Most Americans still believe that there is a conflict between environmentally sound action and economic prosperity. In this sense, Nordhaus and Schellenberger are correct. It is going to be very difficult to sell the American publich on cutting back, saving, having a lesser life style, just to prevent a future benefit. Time and again we fall prey to the tyranny of small decisions.
Van Jones's Green Collar Economy is one way to break this connection, but it is has to be done this time, right now, in the middle of an economic crisis that has everyone worried. People without a job will welcome the opportunity, but you have to be careful that the Clean Coal lobby does not soak up all the stiulus funding.
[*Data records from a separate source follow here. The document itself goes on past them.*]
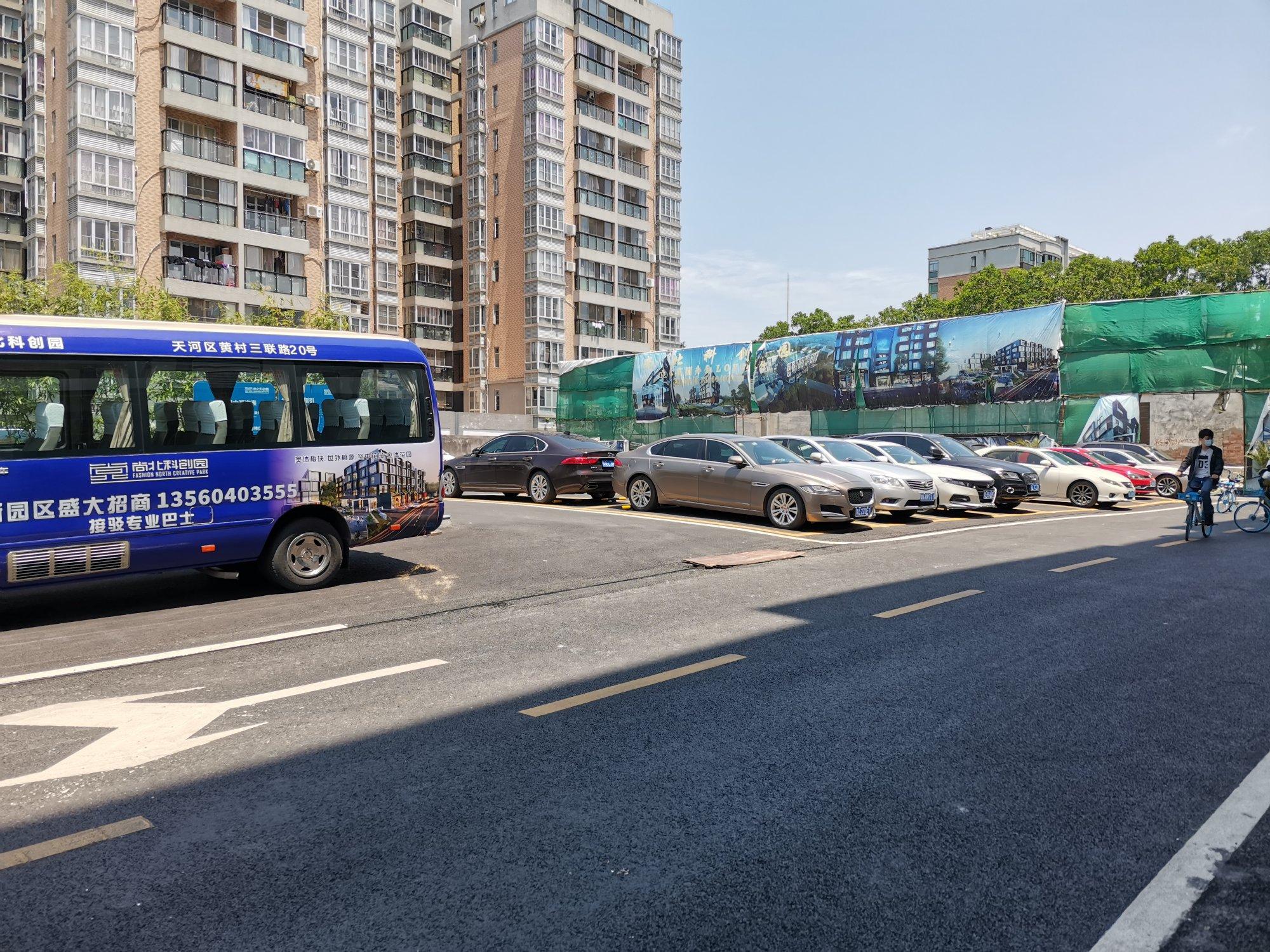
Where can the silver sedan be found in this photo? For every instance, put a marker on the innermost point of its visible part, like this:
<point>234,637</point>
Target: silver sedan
<point>741,475</point>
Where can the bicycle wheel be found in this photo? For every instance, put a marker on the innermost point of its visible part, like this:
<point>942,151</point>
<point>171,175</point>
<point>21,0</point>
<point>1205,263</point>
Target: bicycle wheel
<point>1253,516</point>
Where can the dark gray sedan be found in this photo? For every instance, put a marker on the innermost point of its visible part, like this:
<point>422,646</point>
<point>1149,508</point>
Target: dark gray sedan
<point>540,464</point>
<point>741,475</point>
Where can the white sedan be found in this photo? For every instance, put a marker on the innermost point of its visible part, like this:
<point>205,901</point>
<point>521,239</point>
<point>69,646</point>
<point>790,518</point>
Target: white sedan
<point>958,487</point>
<point>1062,479</point>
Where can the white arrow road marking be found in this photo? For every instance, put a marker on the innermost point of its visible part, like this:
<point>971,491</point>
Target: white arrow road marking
<point>145,733</point>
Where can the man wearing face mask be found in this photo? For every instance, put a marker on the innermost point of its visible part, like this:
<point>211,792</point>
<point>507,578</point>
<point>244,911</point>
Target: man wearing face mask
<point>1206,465</point>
Here is another suggestion for you. Use Climate Progress and the rest of what you do to shift some of the emphasis from the massive projects (basically electricity generation) to the host of small, local project that will reduce demand. Architecture 2030 has done this very well, but the rest of you climate folks seem unwilling to recognize their existence. You need to fight this battle in every local planning commission in the country, but that seems to be too big of a task. However, unless and until we do, the reductions that you seek will never happen.
As a City Commissioner (Parks and Recreation) in my community, I fought to have solar electrical generation be installed as part of the design of a new Outdoor Aquatics Center. It went nowhere because the argument was that there was more return from increasing function (more pools, more play area) than from saving on the energy to maintain the 3 outdoor pools. We have to start winning those battles, not losing them.
One last request, Joe. Support the Architecture 2030 Stimulus Plan. I know it did not come from the Center for American Progress but it is still the best plan I have seen.